McAdams On: A Program Access Free-for-all
3/12/2010 3:37:42 PM
I have to wonder what TV would look like with no
regulation whatsoever. The whole regulatory framework seems designed to keep an
army of attorneys employed. I have nothing against attorneys. Some of my
closest friends have attorneys. Without attorneys, there would be a large void
in the world now occupied by abstruse, circular logic.
Such seems the logic that dictates what’s on TV where and when and why and how
and how much and for whom. E.g., cursing and privates are OK on cable-only
networks but not on broadcast networks, though both are generally delivered to
the same households the same way. Cable nets can pretty much program whatever
they want whenever they want to, while broadcast networks have to have to cater
Cable networks, on the other hand, have to be provided in some capacity to all
comers. Broadcast networks don’t, though they can use that power to extract
fees for their signals. Cable rates are regulated; broadcast TV is free and TV
over the Internet is a legal dance in progress.
The laws governing television are based a good deal on assumptions; about who
is watching when, and what they have a “right” to watch. The program-access
rules upheld today by the federal appeals court in D.C. infers that people have
a “right” to watch whatever they want on the pay TV system of their choice. For
the life of me, I can’t figure out why.
The federal government does not assure that I have access to sunlight on the
east side of my home. It does not assure that my car is equipped with satellite
radio. It can barely keep me in water suitable for drinking and air suitable
for breathing. Why, for example, should the federal government make Comcast
sell E! Entertainment to Time Warner Cable so that I, Deborah, am not deprived
of, God help me, “Keeping Up with the Kardashians?” This, to me, is akin to
praying the wind won’t blow on Sunday because I have a bicycle ride scheduled.

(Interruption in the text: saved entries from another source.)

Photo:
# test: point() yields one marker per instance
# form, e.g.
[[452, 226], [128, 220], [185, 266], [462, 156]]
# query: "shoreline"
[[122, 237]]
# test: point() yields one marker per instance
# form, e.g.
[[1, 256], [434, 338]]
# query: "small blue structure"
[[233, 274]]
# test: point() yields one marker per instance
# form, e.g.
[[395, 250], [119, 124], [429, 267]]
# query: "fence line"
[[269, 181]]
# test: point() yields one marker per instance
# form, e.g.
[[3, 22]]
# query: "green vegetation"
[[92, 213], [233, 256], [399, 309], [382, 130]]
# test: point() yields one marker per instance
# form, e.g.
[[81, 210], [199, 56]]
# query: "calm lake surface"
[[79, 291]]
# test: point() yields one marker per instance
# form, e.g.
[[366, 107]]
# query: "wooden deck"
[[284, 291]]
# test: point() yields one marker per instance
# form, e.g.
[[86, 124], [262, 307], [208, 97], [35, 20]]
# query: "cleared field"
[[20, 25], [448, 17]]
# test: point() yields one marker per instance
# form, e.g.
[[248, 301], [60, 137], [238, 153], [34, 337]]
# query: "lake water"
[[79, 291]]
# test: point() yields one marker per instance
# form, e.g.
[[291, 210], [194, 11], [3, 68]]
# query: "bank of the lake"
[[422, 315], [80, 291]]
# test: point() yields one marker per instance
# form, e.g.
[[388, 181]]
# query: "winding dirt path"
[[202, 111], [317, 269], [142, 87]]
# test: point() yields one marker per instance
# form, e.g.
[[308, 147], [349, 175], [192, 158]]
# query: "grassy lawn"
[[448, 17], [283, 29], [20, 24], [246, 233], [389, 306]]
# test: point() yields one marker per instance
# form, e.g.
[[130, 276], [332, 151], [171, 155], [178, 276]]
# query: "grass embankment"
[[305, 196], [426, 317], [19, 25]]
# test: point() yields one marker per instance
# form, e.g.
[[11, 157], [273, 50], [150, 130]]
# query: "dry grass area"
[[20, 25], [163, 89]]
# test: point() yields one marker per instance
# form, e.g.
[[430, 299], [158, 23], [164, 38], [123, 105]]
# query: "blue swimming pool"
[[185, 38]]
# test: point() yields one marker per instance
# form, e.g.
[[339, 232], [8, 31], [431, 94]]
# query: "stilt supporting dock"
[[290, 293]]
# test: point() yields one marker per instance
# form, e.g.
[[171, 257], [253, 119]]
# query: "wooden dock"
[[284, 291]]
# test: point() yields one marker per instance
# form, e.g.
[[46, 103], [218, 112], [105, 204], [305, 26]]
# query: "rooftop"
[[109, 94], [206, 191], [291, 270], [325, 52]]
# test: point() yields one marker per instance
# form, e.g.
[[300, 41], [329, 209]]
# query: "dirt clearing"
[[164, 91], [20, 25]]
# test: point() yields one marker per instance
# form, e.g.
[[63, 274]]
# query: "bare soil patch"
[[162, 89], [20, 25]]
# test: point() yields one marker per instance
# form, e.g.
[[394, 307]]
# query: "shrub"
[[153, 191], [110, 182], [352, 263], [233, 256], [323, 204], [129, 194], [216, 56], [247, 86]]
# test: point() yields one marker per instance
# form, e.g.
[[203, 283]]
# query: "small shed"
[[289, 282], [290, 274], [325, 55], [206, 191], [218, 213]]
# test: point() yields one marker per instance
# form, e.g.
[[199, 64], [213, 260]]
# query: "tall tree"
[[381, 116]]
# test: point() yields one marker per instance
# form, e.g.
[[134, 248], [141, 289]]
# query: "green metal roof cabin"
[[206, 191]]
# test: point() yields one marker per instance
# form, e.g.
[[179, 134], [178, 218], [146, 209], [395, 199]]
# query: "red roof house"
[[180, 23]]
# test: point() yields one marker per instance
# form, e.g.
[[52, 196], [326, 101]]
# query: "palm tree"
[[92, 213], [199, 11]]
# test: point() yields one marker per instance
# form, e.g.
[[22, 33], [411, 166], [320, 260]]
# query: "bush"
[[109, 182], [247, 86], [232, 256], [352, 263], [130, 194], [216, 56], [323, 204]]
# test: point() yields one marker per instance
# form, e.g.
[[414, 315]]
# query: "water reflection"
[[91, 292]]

I have this thing about more important uses for the powers that be.
The D.C. federal appeals court ruled 2-1 upholding the FCC’s program-access
rules, meaning Comcast has to provide its networks to AT&T, Verizon, Dish
Network, SureWest Communications, Canby Telephone and anything in between. I
understand that folks running the smaller operations need access to programming
to survive, but is there really no other way to compete than forced access? There are surely areas that Comcast does not intend to serve.
Judge Brett Kavanaugh of the D.C. court wrote the dissenting opinion in the
program-access ruling. He said the Supreme Court “repeatedly ruled” that pay TV
companies and networks are protected by the First Amendment. Precedent provides
for regulating those entities only where “important” or “substantial”
government interest is at stake. Judge Kavanaugh didn’t think that forcing
cable operators to share programming served the government interest at the
necessary level, and neither do I. There’s other ways to compete in the multichannel
video market. Picture quality, a la carte availability and price are three that
come immediately to mind.
Even the judge who wrote the majority opinion said program-access rules were
likely to end. Hopefully when they do, we’ll see what type of competitive
innovation they’re now holding back.